あなたの眩しさが好き。あなたの優しさが好き。あなたの笑顔が好き。あなたのちょっとダメなところも好き。周りに女の子が多いのはちょっぴり嫌だけど、それでもいいって思えるぐらい好き。あなたの所作、一つ一つがとても愛おしい。


あれが好き、これが好き。例をあげたらキリが無い。胸に彼のことを思い浮かべれば、ほんの少し胸が暖かくなる。


暖かくなって、熱くなって、どうしようもない感情が溢れ出す。これはきっと、自分の心じゃ抱えきれなかったものたち。


(あぁ。本当に、泣きたくなるほど大好きなんだ。)


ボロボロ、熱を帯びた銀が落ちる。私は、傷だらけだ。好きだから、その好きの分、体に見えない傷がつく。


「分かります。残せないのは、辛いことだ。貴女はもう、惨めな思いをしなくていい。一緒に来ましょう?一緒に、救われましょう?」


今ここで海へと身を投げ出せれば、どんなに楽だろう。葉蔵について行けば、私はきっと言葉通りに救われるんだろう。
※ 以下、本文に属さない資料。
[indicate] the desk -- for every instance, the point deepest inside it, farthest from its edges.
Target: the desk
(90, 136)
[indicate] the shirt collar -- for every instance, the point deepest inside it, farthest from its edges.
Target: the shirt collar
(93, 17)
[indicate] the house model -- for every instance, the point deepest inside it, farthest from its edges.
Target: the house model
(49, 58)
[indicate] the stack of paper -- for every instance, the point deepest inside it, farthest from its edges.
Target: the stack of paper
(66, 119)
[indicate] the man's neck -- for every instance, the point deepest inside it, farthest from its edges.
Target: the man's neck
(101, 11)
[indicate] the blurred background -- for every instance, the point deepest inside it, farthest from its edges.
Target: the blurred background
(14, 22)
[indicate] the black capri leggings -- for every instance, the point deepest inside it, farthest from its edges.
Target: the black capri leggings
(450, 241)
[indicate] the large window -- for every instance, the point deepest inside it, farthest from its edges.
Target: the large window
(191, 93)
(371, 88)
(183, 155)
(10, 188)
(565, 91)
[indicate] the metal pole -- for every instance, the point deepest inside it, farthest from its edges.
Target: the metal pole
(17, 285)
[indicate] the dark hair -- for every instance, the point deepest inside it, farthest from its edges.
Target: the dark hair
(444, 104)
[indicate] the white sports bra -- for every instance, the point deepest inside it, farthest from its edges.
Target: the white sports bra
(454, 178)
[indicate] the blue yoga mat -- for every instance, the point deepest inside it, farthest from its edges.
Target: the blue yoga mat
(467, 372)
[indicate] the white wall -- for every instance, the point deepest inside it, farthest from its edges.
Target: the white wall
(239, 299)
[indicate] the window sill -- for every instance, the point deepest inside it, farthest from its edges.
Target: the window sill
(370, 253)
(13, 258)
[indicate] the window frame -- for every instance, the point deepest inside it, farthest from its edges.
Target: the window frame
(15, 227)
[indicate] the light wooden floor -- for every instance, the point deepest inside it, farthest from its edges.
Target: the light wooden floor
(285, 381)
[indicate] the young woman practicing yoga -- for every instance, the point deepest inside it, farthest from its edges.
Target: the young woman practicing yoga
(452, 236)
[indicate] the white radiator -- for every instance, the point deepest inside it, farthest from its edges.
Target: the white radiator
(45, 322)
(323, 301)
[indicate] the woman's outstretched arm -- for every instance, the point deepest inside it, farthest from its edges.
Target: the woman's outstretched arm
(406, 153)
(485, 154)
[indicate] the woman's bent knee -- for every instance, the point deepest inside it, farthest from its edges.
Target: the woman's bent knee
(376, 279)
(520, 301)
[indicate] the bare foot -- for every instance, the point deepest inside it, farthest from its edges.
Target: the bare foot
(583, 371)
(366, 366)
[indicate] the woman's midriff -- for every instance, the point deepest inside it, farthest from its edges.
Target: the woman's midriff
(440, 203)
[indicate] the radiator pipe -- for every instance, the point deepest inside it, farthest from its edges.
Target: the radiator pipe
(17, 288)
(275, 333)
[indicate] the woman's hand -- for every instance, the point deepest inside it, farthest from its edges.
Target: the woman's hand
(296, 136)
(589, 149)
でも、その先にきっと彼は居ない。彼がいる場所は、あの海の向こうなんかじゃ決してない。


私は愛されている。彼に愛されて喜んでいながら、その愛に同じぐらい傷つけられる。なんて愚かで、憐れな女。


「救いなんて、私は要らない。私はね、何にも残せない。残せないけど、爪ぐらいなら立てれるの。」


私は無意味だ。私の生に意味は無く、意義もまた無い。出来ることと言えば、精々誰かに傷をつけることぐらい。


「私は救われなくていい。救われたら、きっと忘れられちゃう。だからね、その代わり...酷い傷跡になるの。醜い醜い、化膿して一生跡が残るぐらいの大きな傷。かっこよく死ねば、忘れたくても忘れないでしょ?」


泣きながら、私は笑った。大好きな人のことを想って、大好きな人のために死ぬ。これ以上ない、幸せのはずなのに。


私はなんで、泣いているんだろう。


「....救われないでしょうね、貴女は。」


「本望よ。それで、彼の中に一生居れるのなら。」


もう、迷いは無い。私は、春水の目の前で死んでやるんだ。彼を守って、それでかっこよく死ぬ。


綺麗な思い出なんて、すぐに褪せてしまう。寝る前に毎晩思い出して、涙のせいで寝付けなくなるような夜を過ごして欲しい。


熱病と見まごうほどの悪夢を。私は、あなたの傷でありたい。美しい過去になんて、しないで。


葉蔵はいつの間にか、もう随分遠くまで舟を漕いでいた。私は、夜の浜辺で一人泣き続ける。でも、それでいい。


この痛みの分だけ、きっと彼も痛むから。この苦しみが、愛そのものなんだから。


私はただ、お守りを握るみたいに両手で虚空を抱えて胸に抱いた。そうして、ぽつりと雨のように呟く。


「大好き...。大好きだよ、春水。」


砂浜に雨粒が落ちる。空は雲ひとつ無く月を浮かべ、さざ波だけが雨の音をかき消してくれた。